The Court of Appeal’s holding that the GM did not possess authority was sufficient to dispose of the plaintiff’s appeal in its entirety. Given the manner in which the parties framed their arguments in the appeal, there was strictly no need for there to be a determination as regards the proper law of the alleged oral contract.
However, for the purposes of the first and second defendants’ cross-appeal, it was necessary for the Court of Appeal to engage in some consideration of the merits of the first and second defendants’ contention that Thai law (as opposed to Singapore law) governed the issue of whether the alleged oral contract was concluded.
The Court of Appeal confirmed that the traditional test for determining the proper law of a contract (which seeks to ascertain whether there was any consensus between the parties on the governing law of the contract, failing which one settles on the law that is most closely connected to the contract) applied even where the contract’s existence was disputed. The Court of Appeal then went on to hold that, while the SICC was “right to regard the question of which law the parties’ interchange and putative agreement had the closest connection with as a difficult one in this case”, the SICC was “wrong to suggest that this meant that [the Court] could fall back on the lex fori”. In so holding, the Court of Appeal declined to adopt the views of some academic commentators, who have advocated one role or another for the lex fori in this context.

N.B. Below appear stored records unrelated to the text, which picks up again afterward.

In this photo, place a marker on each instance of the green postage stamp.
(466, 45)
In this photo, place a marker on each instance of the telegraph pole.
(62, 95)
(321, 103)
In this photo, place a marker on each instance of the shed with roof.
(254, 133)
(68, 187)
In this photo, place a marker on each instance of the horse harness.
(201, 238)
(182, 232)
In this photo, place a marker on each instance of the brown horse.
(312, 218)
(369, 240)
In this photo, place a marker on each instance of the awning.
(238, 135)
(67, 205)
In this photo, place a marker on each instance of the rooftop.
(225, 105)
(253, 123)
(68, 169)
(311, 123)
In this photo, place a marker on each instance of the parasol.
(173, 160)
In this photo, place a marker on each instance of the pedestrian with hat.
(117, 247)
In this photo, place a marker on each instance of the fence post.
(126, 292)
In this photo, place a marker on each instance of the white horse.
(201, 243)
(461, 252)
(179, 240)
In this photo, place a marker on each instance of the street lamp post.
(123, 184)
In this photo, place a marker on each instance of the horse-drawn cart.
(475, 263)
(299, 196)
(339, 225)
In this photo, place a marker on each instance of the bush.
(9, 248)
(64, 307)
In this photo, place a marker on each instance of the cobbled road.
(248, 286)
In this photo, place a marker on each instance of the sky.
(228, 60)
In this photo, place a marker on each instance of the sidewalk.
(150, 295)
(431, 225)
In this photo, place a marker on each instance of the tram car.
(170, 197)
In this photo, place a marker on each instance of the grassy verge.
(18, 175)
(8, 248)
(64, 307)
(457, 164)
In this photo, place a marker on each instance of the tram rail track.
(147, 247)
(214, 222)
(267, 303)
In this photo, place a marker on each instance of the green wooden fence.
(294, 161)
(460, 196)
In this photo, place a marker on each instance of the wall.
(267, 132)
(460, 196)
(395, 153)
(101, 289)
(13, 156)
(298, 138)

Applying the abovementioned test for determining the proper law of a contract, the Court of Appeal held that it was “highly arguable… on [a] proper analysis” that Thai law governed the issue of whether the alleged oral contract was concluded. This holding, which was based on an appraisal of the evidence on record, was sufficient reason to allow the first and second defendants’ cross-appeal and overturn the SICC’s decision on costs relating to the Thai law issues.
The rejection of a fall-back role for the lex fori exemplifies the Singapore courts’ approach of adopting a properly international outlook when dealing with commercial disputes with cross-border elements.
Where a dispute has cross-border elements, depending on the circumstances of the case, it may well be useful to obtain some understanding of the position under relevant foreign laws when formulating the claim or defence (as the case may be). In allowing the first and second defendants’ cross-appeal, the Court of Appeal observed that: “[the SICC’s] view that the case advanced on Thai law was unreasonable and merely ’opportunistic’ was unjustified. It went to a point – the unenforceability under Thai law of any oral agreement – which [the SICC] actually accepted. That point would, by itself, have been fatal to [the Plaintiff’s] whole case.”